Pendant l’été, nous avions été de fidèles clients du restaurant La Promesse à Ollioules tenu par Valérie Costa que je connais depuis environ dix ans, lors de sa participation à l’un de mes dîners. Je reçois un mail dont le texte est simple : « Je cuisine le caviar chez Kaviari, à la manufacture rue de l’Arsenal ». Nous répondons favorablement à cette sympathique invitation, sans savoir vraiment ce qui va se passer, et ma femme et moi nous nous présentons dans le 4ème arrondissement à la Manufacture Kaviari dont la devanture est d’une grande discrétion. Il y a juste en façade un esturgeon recroquevillé qu’on ne reconnaît que si l’on fait attention. Lorsqu’on passe la porte il y a un bureau avec de charmantes personnes et on se demande si c’est bien là. Je prononce le nom de Valérie Costa. Les sourires s’éclairent et on nous montre la direction d’un très long couloir. Nous arrivons dans une pièce dont la décoration moderne évoque les pays scandinaves. Ma femme pense immédiatement à Noma le célèbre restaurant danois. Tout ici est joli, accueillant et sympathique.
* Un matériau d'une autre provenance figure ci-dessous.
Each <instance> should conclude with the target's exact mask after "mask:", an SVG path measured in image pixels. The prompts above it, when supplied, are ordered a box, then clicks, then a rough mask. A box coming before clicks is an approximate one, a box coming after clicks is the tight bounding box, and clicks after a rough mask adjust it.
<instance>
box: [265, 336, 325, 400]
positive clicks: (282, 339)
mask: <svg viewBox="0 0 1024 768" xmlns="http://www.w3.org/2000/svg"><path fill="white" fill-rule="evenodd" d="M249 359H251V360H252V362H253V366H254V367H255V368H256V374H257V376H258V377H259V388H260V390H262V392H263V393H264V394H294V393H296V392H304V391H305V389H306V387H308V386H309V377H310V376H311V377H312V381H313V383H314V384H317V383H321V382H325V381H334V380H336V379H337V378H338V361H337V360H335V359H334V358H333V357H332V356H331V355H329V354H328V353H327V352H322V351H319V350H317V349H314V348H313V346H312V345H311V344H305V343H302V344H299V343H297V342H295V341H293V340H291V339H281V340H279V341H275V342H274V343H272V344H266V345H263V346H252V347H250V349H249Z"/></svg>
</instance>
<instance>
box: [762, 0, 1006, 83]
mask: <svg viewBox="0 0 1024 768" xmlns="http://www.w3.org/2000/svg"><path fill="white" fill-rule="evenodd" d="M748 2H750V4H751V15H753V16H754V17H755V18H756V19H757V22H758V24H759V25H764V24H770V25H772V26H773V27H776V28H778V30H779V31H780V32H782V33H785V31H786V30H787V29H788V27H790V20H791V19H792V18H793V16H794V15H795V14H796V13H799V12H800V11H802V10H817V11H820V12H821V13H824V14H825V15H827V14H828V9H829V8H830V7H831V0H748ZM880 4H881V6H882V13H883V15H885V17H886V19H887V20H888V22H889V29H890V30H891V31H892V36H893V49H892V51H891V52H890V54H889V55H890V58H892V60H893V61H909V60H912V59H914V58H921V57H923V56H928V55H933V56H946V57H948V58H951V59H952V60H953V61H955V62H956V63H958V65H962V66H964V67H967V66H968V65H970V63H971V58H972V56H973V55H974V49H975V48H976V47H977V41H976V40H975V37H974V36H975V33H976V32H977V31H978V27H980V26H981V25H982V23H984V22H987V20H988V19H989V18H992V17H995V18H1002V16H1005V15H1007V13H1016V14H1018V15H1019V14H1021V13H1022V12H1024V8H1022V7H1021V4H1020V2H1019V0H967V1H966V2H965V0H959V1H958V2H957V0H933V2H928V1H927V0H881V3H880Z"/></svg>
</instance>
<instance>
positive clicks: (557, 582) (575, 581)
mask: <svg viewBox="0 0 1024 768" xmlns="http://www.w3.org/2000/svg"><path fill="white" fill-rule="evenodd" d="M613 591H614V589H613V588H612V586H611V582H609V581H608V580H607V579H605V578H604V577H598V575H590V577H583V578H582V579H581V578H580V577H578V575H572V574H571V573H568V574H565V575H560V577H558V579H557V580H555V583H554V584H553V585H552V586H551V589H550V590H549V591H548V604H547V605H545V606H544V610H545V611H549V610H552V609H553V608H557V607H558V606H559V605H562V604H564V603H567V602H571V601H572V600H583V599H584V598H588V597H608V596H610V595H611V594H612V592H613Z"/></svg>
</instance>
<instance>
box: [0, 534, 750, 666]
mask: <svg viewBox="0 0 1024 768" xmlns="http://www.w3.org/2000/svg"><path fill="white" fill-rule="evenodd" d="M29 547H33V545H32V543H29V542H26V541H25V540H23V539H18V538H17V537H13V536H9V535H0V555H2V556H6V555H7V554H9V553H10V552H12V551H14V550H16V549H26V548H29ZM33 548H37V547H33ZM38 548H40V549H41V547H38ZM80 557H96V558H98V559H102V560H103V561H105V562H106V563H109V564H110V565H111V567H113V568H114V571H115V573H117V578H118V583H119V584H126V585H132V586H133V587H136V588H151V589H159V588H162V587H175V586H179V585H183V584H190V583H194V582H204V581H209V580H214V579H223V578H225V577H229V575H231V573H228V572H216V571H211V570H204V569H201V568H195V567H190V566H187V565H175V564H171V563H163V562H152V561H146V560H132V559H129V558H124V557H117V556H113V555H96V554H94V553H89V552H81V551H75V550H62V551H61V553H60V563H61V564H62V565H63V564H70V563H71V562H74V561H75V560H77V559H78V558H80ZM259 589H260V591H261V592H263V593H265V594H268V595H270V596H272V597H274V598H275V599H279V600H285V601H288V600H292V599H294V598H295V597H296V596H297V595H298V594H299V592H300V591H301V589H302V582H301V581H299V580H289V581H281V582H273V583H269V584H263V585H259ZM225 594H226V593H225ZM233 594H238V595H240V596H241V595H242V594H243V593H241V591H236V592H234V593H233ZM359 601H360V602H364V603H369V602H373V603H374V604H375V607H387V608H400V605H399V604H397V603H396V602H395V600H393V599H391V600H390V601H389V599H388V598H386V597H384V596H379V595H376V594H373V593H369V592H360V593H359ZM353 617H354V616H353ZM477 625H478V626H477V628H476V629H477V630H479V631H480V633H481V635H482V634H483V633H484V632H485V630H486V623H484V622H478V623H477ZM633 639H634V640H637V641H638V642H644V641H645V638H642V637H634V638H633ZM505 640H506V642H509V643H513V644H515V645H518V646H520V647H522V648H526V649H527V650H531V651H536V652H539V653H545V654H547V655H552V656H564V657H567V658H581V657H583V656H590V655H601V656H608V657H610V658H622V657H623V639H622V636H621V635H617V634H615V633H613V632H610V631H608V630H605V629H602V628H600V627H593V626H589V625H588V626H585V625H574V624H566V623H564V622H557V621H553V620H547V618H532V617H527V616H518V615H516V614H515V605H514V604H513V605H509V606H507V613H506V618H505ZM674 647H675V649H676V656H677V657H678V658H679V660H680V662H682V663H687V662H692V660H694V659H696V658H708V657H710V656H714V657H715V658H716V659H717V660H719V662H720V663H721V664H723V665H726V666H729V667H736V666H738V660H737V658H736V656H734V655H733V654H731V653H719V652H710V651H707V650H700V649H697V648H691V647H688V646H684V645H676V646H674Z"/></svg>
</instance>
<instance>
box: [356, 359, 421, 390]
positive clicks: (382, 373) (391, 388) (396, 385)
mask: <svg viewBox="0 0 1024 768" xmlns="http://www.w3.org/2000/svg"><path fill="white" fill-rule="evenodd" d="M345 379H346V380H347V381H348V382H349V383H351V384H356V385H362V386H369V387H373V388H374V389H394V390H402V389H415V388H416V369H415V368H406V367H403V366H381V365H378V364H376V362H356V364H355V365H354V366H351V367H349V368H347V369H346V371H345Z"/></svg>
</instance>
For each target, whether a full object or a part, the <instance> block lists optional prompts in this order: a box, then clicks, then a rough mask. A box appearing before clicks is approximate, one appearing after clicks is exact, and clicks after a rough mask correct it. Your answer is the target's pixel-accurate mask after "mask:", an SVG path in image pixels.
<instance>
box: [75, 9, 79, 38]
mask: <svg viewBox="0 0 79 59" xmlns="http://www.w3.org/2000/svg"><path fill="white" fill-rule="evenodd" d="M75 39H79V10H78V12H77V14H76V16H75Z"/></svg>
Valérie et son mari Jean Marc nous saluent. Valérie est au fourneau, avec les ingrédients qu’elle va marier ce midi et deux imposantes boîtes de caviar trônent sur le plan de travail, l’une de caviar Kristal qui est relativement clair et l’autre de caviar Osciètre Prestige, beaucoup plus foncé.

Le compagnon du repas sera le Champagne Billecart-Salmon Brut réserve que l’on nous sert généreusement. La table est de dix personnes, table en bois avec des serviettes aux amusants motifs marins. Il y a Karin Nebot, la directrice générale de Kaviari qui nous reçoit, une journaliste belge, un sommelier indépendant connu pour faire de la formation à la dégustation, deux cadres du groupe LVMH en charge des vins du groupe à l’exclusion des champagnes et alcools, une spécialiste renommée des thés qui a participé à mes dîners, l’ambassadrice du champagne, Jean-Marc qui pour la première fois va profiter assis de la cuisine de sa femme sans participer au service, ma femme et moi.

Le champagne est absolument excellent, fait des trois cépages dans des proportions relativement équilibrées, dosé à 6 grammes, et qui me ravit par une acidité remarquablement mesurée. C’est un champagne cohérent, champagne de soif dont on ne demande qu’à en reprendre. Nous trinquons debout et rapidement nous passons à table pour une expérience que je n’avais jamais faite. Karin Nebot nous suggère de prendre le caviar sur la peau du dos de la main entre le pouce et l’index comme les vieux fumeurs qui prisaient le tabac. Cette approche du caviar est d’une grande pureté et donne au caviar encore plus de présence naturelle que lorsqu’on le prend à la cuiller. Le caviar est un peu salé et lorsque le palais s’habitue notamment avec du pain, le caviar retrouve un bel équilibre. Il est opulent et bien typé. C’est le Kristal de couleur gris foncé. Il est long en bouche et donne de la longueur au champagne qui en a déjà naturellement.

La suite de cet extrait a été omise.